Let's Build NSMutableArray

pacaro · on Dec 11, 2012

"This code omits error checking in the interest of brevity and simplicity."

In the interest of brevity and simplicity, and at the cost of correctness and reliability - I understand the intent, but I believe that there is a balance to be struck on this for all code, whether example, prototype, or production.

Because sample code so very often chooses an extreme of that spectrum, it is easy for neophyte coders to end up thinking that is how all code should be written.

huxley · on Dec 11, 2012

I'd love to see a widget that would let you display and toggle between two versions of the code on a webpage:

* a first version illustrating the core concepts

* a second more complex version aimed at showing proper coding practices including comments showing where you can have performance or security issues.

It would be a nice addition to the many source code beautifiers/formatters out there.

Firehed · on Dec 11, 2012

Unfortunately if it's the first semi-working code sample in a Google result, it will still end up in production somewhere no matter how crappy it is and how many warning labels are put on it.

mikeash · on Dec 11, 2012

This is a really cool idea, and I'm going to have to see if I can incorporate it into future blog posts.
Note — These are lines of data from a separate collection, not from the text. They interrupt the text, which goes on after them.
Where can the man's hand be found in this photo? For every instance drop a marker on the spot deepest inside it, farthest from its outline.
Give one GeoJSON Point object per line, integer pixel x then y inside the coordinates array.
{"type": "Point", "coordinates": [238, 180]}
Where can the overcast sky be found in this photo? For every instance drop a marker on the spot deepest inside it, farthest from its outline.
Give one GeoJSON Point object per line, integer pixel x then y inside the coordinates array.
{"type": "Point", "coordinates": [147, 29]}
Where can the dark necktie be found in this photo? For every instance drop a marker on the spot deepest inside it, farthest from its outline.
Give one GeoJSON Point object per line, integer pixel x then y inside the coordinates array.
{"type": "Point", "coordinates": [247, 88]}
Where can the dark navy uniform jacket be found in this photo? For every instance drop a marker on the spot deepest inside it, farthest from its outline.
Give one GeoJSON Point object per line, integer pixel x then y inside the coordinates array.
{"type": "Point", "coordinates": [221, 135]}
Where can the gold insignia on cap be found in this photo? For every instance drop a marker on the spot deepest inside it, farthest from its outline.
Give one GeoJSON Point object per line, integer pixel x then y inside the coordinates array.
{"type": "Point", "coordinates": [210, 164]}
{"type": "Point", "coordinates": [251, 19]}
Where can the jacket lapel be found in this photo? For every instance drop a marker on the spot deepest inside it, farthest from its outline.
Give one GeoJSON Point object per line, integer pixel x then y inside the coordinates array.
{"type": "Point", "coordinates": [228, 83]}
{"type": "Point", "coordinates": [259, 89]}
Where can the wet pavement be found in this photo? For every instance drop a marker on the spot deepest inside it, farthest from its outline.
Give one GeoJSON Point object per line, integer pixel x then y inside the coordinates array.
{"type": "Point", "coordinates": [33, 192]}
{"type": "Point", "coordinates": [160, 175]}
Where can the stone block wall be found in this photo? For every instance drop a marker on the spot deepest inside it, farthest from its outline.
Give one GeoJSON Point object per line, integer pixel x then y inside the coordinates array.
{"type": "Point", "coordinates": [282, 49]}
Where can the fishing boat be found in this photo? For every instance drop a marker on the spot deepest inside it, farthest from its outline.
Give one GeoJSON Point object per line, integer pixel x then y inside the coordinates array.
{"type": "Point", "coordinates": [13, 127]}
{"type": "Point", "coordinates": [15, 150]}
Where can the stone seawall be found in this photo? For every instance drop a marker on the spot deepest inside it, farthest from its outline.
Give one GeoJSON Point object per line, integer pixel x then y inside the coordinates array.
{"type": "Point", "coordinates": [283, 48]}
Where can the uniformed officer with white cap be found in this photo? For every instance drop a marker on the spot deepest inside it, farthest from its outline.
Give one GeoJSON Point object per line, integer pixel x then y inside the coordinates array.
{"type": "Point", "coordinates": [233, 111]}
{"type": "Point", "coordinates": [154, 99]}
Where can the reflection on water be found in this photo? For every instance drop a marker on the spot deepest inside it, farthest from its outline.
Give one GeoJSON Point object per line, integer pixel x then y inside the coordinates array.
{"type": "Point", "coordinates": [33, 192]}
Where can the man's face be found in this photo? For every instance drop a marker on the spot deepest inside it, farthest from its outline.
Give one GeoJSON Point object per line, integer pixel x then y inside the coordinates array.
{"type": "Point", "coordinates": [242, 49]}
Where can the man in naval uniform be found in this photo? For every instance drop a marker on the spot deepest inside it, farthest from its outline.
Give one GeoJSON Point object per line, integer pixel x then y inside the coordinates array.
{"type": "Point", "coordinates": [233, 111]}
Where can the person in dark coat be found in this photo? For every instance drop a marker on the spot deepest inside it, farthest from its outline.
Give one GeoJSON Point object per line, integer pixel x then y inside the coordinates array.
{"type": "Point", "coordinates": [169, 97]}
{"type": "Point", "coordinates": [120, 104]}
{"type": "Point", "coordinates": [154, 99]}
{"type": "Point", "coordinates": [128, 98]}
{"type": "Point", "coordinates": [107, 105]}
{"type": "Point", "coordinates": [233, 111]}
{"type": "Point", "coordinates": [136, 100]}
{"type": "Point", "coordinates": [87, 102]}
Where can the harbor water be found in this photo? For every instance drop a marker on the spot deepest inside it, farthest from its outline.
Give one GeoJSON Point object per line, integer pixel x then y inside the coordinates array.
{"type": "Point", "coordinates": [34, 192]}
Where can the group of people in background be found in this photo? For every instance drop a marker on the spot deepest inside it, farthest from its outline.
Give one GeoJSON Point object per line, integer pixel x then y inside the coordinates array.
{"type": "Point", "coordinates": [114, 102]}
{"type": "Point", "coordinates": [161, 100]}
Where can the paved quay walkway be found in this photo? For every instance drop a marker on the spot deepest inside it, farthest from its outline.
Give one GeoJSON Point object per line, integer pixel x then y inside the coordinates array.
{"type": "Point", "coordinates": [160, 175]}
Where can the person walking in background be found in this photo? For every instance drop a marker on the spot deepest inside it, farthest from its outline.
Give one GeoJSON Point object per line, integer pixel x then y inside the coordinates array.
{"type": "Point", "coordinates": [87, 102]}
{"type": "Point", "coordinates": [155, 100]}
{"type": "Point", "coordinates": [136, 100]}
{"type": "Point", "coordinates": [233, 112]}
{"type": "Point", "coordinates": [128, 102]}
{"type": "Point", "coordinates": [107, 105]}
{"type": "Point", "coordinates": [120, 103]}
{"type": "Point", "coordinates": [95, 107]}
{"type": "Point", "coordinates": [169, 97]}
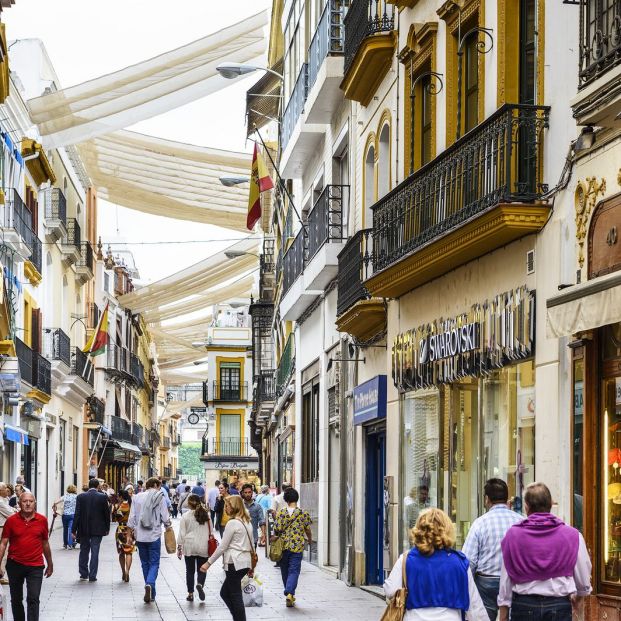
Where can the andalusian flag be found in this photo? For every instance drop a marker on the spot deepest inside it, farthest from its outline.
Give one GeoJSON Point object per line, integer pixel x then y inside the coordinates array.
{"type": "Point", "coordinates": [99, 340]}
{"type": "Point", "coordinates": [260, 181]}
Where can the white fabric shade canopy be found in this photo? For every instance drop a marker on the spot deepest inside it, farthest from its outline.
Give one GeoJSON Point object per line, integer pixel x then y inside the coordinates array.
{"type": "Point", "coordinates": [141, 91]}
{"type": "Point", "coordinates": [167, 178]}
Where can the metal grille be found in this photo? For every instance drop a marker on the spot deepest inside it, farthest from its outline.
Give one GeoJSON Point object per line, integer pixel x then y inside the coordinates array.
{"type": "Point", "coordinates": [498, 161]}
I'm not sure if it'll be worth the trouble, but it certainly bears thinking about.

pi18n · on Dec 11, 2012

I guess it depends on the audience and the intent of the tutorial. Other posts on his blog include things like "let's have a look into the Objective-C runtime" and "let's unwind the stack on multiple threads to get a nice crash report", so I assume he's writing for people that understand enough to know that a final implementation needs to be robust and reliable.

mikeash · on Dec 11, 2012

You got it. While stuff for beginners is undoubtedly useful, I leave that to others.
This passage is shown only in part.